– Майка, ты чего не спишь? – У нее за спиной тихо открылась кухонная дверь.
– Не спится, мам. Ты уже встала? Тебе чайник поставить?
– Нет. Не успею. Бежать надо. А ты давай ложись, рано еще!
– Да нет, мама. Я в поезде высплюсь еще. Я решила уехать сегодня… – медленно проговорила Майя, с трудом облекая в словесную форму свое трудное ночное решение.
– Ой, Майка… А как же…
– Да ничего, мам. Переживу. Как ты думаешь, билет можно сразу на вокзале купить?
– А отчего нет? Я думаю, можно. Праздники кончились, каникулы школьные тоже. И правильно, доченька! И поезжай! Леня уж, поди, извелся там без тебя… А ты свалишься как снег на голову – вот ему счастье будет! Поезжай, Майка! А Ванька тебя на вокзал проводит.
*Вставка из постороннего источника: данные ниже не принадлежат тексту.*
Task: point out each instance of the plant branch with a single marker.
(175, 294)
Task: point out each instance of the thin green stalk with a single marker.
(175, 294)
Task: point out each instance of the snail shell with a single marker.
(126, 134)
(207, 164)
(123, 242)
– Да ладно, я сама. Сейчас вот соберусь и пойду. Давай, что ль, попрощаемся на всякий случай.
– Давай.
Они обнялись и расцеловались троекратно, как и полагается при расставании, и все бы ничего, да только Алевтина вдруг вздохнула резко и снова зашлась в коротком рыдании и заголосила, уронив голову на Майино плечо:
– Ой, прости ты меня, доченька, прости… Чего ж это так выходит, что гоню я тебя каждый раз из дома родного…
– Все, мам, прекрати! – решительно отодвинула ее от себя Майя. – Тихо, ребят разбудишь! Им еще рано, пусть поспят. Ты не волнуйся, я их завтраком успею накормить и в школу отправлю. Иди, мам, опоздаешь…
– Ага… Ага… Побегу я, Майка. А то начальник шибко ругается, когда я с уборкой утром припозднюсь. Ты позвони, как приедешь. И письмо потом напиши. Мы тут письма твои долго потом с ребятами читаем да перечитываем…
Перед тем как сесть в поезд, она нашла телефон-автомат, позвонила Димке. Набрала домашний номер наудачу – вдруг подойдет… Услышав грубоватый недовольный Динин голос, отдернула трубку от себя, торопливо взгромоздила на рычаг. И побежала бегом на перрон – надо сесть в поезд, пристроиться на верхнюю полку купе срочным образом, чтоб не передумать, не смалодушничать, не сбежать…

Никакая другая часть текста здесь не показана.